Helmut-Schmidt-Ausstellung: Keine Sorge, unsere Demokratie kann auch Krise!
Wer angesichts von Kriegen und Krisen keine Nachrichten mehr sehen möchte, für den gibt es jetzt eine Ermutigung: die Ausstellung „#Challenging Democracy – Von Helmut Schmidt bis heute“. Sie zeigt, was die Demokratie kann, auch wenn’s schwierig wird.
Bundeskanzler-Helmut-Schmidt-Stiftung
Helmut Schmidt: Der zweite Bundeskanzler der SPD und seine politischen Leistungen stehen im Mittelpunkt der Ausstellung im Bundestag in Berlin.

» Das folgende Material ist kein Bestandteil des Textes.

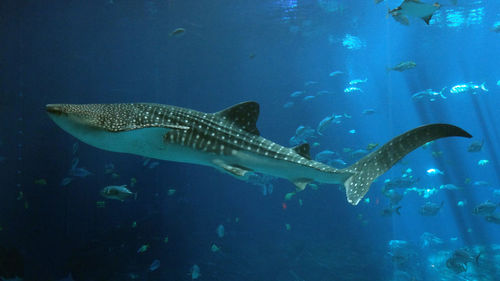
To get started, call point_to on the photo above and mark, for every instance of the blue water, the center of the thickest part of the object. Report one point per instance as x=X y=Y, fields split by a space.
x=232 y=51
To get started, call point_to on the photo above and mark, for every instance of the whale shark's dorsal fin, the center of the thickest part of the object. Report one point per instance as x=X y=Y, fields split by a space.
x=303 y=150
x=244 y=115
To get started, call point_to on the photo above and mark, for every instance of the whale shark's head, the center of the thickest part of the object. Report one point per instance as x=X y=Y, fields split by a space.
x=100 y=125
x=91 y=117
x=119 y=127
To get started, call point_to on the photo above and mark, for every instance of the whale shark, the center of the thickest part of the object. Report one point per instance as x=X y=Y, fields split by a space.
x=229 y=141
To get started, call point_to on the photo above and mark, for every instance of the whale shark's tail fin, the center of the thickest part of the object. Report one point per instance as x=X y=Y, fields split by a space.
x=366 y=170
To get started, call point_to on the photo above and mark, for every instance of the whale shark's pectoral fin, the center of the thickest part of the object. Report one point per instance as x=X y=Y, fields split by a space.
x=301 y=183
x=244 y=115
x=237 y=171
x=427 y=19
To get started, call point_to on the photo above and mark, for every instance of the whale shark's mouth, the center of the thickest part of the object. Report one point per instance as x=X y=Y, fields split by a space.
x=54 y=109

Wenn in der aktuellen Debatte über das Positionspapier der FDP zur Wirtschaftspolitik von einem „Scheidungsbrief“ gesprochen wird, denken manche: Scheidungsbrief? Das gab es doch schon einmal. Richtig, im Jahr 1982. Auch damals hatte die FDP einen Scheidungsbrief geschrieben, auch damals ging es um die Wirtschaft, Autor war Wirtschaftsminister Otto Graf Lambsdorff. Sein Schreiben läutete das Ende der sozial-liberalen Koalition und damit der Kanzlerschaft von Helmut Schmidt ein.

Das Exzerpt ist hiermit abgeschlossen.